Наибольшее удовольствие Глории доставляло следить за выражением его лица. С Джарвисом заниматься любовью было все равно, что читать скучную книгу, и… и Глория была виновата в том, что имитировала оргазм один или два раза. А может быть, три.

Честно говоря, много раз. Особенно, когда их отношения близились к концу. Джарвиса приходилось все время наставлять — такой он был невнимательный и бестолковый. Глория постоянно комментировала его действия — вот так хорошо, а так приятнее… и порой ей просто хотелось побыстрее покончить со всем этим.

Разумеется, Глория понимала, что в длительных отношениях люди мирятся с такими вещами. Они называют это преодолением проблем.

В этом плане у них с Филом не должно было возникнуть никаких проблем. Глории это стало ясно сразу, как только она услышала идущие откуда-то из глубины ее существа спонтанные стоны, похожие на воркование. Она исторгала их без остановки и все время повторяла «да» и «о Боже».

Метод обратной связи, предпочитаемый Филом, состоял из различных вариантов ее имени. Например, «о, Глория», произносившееся очень быстро, или «о-о-о, Гло-о-ори-и-ия…», тянувшееся чуть ли не минуту.
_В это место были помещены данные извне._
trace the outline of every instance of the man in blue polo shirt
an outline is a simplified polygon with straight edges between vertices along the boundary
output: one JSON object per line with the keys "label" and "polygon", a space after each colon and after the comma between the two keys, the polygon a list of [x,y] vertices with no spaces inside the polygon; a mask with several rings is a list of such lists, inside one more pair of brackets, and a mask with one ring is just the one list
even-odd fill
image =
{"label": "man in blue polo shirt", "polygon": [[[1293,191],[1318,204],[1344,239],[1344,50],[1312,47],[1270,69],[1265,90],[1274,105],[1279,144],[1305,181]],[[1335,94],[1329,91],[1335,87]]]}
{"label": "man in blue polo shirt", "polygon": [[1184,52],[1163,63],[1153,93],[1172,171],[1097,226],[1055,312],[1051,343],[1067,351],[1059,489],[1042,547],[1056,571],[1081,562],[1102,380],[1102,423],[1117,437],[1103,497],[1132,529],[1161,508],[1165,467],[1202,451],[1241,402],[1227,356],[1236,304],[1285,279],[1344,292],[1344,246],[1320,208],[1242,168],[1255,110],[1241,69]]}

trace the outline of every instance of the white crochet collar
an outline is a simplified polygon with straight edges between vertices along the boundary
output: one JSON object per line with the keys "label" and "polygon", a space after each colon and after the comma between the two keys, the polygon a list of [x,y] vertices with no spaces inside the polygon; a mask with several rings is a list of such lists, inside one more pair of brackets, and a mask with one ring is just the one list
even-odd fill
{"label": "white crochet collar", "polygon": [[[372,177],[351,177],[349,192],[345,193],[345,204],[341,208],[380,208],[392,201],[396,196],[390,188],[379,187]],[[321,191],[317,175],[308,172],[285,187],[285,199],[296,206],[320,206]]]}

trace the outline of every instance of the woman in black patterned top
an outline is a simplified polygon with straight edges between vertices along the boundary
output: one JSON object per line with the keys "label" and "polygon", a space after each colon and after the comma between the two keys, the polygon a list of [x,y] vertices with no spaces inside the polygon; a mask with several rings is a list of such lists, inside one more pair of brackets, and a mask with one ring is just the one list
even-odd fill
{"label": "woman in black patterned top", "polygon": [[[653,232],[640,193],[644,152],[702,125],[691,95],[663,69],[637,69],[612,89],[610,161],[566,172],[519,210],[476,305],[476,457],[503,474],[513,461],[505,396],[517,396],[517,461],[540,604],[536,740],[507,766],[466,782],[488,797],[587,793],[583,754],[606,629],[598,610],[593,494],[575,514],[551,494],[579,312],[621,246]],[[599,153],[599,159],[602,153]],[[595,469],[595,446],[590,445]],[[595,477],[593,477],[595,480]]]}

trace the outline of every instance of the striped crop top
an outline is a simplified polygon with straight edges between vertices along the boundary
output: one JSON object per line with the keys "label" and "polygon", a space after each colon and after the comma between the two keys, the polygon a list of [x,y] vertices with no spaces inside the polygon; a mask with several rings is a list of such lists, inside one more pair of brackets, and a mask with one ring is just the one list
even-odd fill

Особую реакцию у нее вызвали слова «о да, Глория, о да» и произносимые страстным, сбивчивым шепотом «быстрее, Глория!»

Последнее относилось к непослушной оболочке презерватива. Их руки так тряслись, что никому из них не удалось вскрыть ее, пока Глория не попробовала разорвать ее зубами и, кажется, прокусила содержимое.

Впрочем, это не имело значения, потому что Филу удалось вскрыть другую упаковку, и теперь уже Глория шептала:

— Быстрее!

Фил расположился сверху, и она подумала, а не ускорить ли дело, и подняла свои бедра, чтобы встретить его в тот самый момент, когда он совершил толчок вперед.

Непосредственный результат удивил их обоих. Они замерли, затем Фил устроился поудобнее. Их пальцы переплелись. Он обворожительно улыбнулся ей и перед тем, как начинать двигаться, тихо сказал:

— Bay, Глория.

Никогда она еще не ощущала такого блаженства.

Немного погодя последовало еще одно «вау, Глория», после чего Фил положил свою тяжелую руку ей на талию, притянул к себе и сказал:

— Оставайся здесь и спи, Глория. — Будто она собиралась куда-то уйти.

Сон овладел ею почти мгновенно, но перед тем, как провалиться окончательно в его сладкую бездну, она успела подумать о том, что может остаться здесь навсегда.

Следующим утром — точнее, тем же утром, но гораздо позднее — Глория проснулась первой и потянулась.

Взглянув на Фила, она заметила щетину на его подбородке и пощупала натертую ею кожу в тех местах на своем теле, которые соприкасались с этой щетиной. Не только на лице и шее. Вспомнив все, Глория смутилась и покраснела.

Стараясь не шуметь, она выбралась из постели и обыскала кухню в поисках исходных продуктов для завтрака. К ее огорчению, основу питания Фила составляли холодная овсяная каша и молоко. Ничего больше, кроме соли и специй, ей обнаружить не удалось.